Folk horror meets pop glamour in MOTHER MARY

Director David Lowery is not exactly known for broad films that appeal to the masses. So there’s some irony in the fact that Mother Mary is – on paper – Lowery’s most commercial film. It features Anne Hathaway as a pop star, a soundtrack from Charli XCX and FKA Twigs, stunning gowns, and centers on the dissolution of a female friendship. It’s appealing and relatable in concept, but surprisingly, Mother Mary may turn out to be Lowery’s most polarizing film yet.

I’m firmly on the side that loved Mother Mary, but like 2025’s The Last Testament of Ann Lee, this is not a film I’d recommend to everyone.

The film opens with pop star Mary (Hathaway) frantically hopping on a plane and arriving on the doorstep of her old friend and creative collaborator Sam Anselm (Michaela Coel). Mary looks on edge and twitchy, like she hasn’t slept or eaten a meal in days, and begs Sam to create a new look for her big tour kickoff. There are a few catches – firstly, the tour begins in 5 days. Secondly, Sam and Mary haven’t been on speaking terms in a decade, a result of Mary deciding to collaborate with someone else for her design needs.

The first 45 minutes of Mother Mary are fairly grounded. Two powerhouse performers sit in a barn and play a game of cat-and-mouse; Mary clearly has an ulterior motive for her visit, and Sam’s pride is too injured for her to show a hint of interest. But as they dance around the subject of What is Really Going On, Mary surfaces the story of an entity that both haunts her and connects her to Sam.

Mother Mary and The Green Knight stand as polar opposite films in their energy and scope. The Green Knight feels incredibly masculine, ancient, and vast – spanning years, many miles, and a menagerie of other-worldly characters. Mother Mary is entrenched in femininity, modernity, and is shockingly bare: the kind of film that would translate to a stage play with ease, using only a few simple sets. But between them both I felt a connective tissue. They both feel, at their bones, like folklore tales. They dip into horror and surreal atmospheres; they’re equally moody, compelling mixtures of warm character moments and steely chill. In giving us something that feels spiritually related to The Green Knight but also lives on another end of an invisible spectrum, Lowery has created something entirely new.
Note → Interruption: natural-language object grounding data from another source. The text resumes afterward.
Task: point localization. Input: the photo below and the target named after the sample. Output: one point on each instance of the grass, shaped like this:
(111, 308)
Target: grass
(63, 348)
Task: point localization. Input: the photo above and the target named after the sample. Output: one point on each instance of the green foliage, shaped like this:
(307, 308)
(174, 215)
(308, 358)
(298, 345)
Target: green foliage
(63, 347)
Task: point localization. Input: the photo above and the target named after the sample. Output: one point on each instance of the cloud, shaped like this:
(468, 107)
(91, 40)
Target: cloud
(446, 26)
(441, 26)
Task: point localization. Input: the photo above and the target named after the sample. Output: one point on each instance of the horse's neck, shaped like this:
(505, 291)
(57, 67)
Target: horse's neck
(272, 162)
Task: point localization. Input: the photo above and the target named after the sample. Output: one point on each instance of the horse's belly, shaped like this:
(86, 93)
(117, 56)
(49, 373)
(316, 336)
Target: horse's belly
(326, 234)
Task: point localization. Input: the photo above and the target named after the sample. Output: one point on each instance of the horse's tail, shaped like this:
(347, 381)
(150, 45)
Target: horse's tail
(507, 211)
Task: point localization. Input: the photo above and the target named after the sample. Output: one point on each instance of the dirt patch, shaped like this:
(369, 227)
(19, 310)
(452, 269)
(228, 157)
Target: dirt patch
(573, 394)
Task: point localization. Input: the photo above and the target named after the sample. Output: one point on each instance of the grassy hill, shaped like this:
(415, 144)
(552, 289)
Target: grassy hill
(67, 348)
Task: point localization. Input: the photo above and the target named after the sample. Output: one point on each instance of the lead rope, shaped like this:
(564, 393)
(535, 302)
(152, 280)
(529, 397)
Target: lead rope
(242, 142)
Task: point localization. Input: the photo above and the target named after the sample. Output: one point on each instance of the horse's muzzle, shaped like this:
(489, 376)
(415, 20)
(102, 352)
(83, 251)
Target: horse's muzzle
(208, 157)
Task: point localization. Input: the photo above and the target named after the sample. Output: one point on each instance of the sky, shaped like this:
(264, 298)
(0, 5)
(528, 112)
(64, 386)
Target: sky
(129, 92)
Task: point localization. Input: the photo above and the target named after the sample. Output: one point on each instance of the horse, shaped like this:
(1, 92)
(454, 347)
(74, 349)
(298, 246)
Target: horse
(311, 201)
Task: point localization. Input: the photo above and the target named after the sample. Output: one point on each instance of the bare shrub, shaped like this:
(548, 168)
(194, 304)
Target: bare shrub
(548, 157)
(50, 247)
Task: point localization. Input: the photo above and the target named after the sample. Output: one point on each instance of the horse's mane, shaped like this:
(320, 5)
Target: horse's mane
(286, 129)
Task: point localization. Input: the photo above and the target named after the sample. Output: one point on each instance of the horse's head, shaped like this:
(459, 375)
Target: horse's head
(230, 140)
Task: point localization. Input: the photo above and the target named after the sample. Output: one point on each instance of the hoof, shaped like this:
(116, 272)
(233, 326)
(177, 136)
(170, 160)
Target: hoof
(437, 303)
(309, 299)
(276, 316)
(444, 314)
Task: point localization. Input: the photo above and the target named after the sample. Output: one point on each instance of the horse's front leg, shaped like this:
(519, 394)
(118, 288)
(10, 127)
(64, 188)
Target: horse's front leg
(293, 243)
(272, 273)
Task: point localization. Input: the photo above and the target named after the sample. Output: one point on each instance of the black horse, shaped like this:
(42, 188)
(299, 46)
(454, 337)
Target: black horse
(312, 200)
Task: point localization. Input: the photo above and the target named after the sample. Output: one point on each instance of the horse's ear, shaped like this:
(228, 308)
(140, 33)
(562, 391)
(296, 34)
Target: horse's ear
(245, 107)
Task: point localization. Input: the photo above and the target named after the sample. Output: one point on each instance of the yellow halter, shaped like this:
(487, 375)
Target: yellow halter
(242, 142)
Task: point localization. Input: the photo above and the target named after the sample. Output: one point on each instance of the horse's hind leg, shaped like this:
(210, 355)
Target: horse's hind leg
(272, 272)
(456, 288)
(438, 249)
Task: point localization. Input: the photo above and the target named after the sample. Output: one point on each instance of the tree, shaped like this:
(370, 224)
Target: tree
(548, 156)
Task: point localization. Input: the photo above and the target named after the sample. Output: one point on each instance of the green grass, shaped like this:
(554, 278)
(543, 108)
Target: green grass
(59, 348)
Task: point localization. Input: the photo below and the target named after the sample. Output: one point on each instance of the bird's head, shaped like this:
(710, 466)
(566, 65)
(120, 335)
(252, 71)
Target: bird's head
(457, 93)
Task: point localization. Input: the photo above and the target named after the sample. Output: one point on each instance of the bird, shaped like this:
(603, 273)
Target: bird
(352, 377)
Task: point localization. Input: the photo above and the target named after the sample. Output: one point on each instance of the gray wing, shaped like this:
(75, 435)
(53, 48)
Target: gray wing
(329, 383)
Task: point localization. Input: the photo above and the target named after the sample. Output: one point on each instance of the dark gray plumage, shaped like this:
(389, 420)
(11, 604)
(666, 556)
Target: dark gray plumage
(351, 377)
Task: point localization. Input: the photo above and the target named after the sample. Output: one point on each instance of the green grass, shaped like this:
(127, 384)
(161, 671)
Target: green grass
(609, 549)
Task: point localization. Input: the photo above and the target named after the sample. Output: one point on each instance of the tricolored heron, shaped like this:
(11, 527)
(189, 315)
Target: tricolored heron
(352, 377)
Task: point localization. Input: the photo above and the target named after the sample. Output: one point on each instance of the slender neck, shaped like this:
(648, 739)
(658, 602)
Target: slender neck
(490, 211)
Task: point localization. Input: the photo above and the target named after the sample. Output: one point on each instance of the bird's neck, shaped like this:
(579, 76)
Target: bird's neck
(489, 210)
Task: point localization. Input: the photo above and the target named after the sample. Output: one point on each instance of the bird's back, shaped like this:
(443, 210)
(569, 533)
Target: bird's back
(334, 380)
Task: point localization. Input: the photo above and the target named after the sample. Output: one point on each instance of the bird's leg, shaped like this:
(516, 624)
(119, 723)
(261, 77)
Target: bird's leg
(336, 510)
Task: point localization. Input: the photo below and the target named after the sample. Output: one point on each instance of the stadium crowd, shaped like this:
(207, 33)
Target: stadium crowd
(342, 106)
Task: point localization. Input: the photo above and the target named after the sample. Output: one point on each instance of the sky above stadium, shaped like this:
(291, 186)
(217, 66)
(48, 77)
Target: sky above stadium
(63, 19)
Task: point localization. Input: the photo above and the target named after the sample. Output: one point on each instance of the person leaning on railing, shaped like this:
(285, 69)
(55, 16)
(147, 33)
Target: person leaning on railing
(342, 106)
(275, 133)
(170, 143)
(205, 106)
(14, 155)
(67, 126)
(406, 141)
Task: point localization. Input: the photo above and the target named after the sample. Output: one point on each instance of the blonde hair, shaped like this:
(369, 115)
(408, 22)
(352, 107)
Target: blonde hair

When you talk about what works best in Mother Mary, it’s always going to come down to the performances from Hathaway and Coel. Hathaway inhabits the role of a pop star sensation exactly as effortlessly as you’d expect her to, channeling the likes of Taylor Swift, Beyonce, Lady Gaga, and more. Her physical performance is perhaps the most notable: she does an exorcist-like dance in the film that she spent months preparing for, and that effort pays off. But she also masterfully embodies the role in a wispy, shell-of-a-person sort of way. Mary is hanging on by a thread, having been hollowed out and torn apart by the relentless worship and scrutiny of the masses.

Coel, meanwhile, does almost invisible work to make Sam a character you root for. Sam is bitter, closed off, and hurt by the way their relationship ended. It’s like walking into a fight that’s been going on for hours and just seeing the injured party stewing to themselves without the context of everything that preceded it. A character so guarded yet still playful, commanding, and vulnerable is almost hard to imagine in the hands of anyone else. Coel and Hathaway’s chemistry constantly flirts across several boundaries – lifelong friends, professional collaborators, frenemies, lovers? – in a way that makes the “two people sitting in a room” format sing where it so often sinks.

That said, Mother Mary stumbles in its third act. The folktale resolution itself isn’t the problem – it’s the trappings around it. Lowery dials up the warmth too abruptly: brighter music, tidier emotional outcomes, a cloying sense of everything clicking into place. For a film that spent two acts reveling in its own messy and moody ambiguity, the sudden shift feels less like catharsis and more like a concession.

But still, if you’re up for something a little different, I can promise you this: Mother Mary is unlike anything you’ve seen before. And it lingers the way the best folklore does – unresolved, a little unsettling, and impossible to fully shake.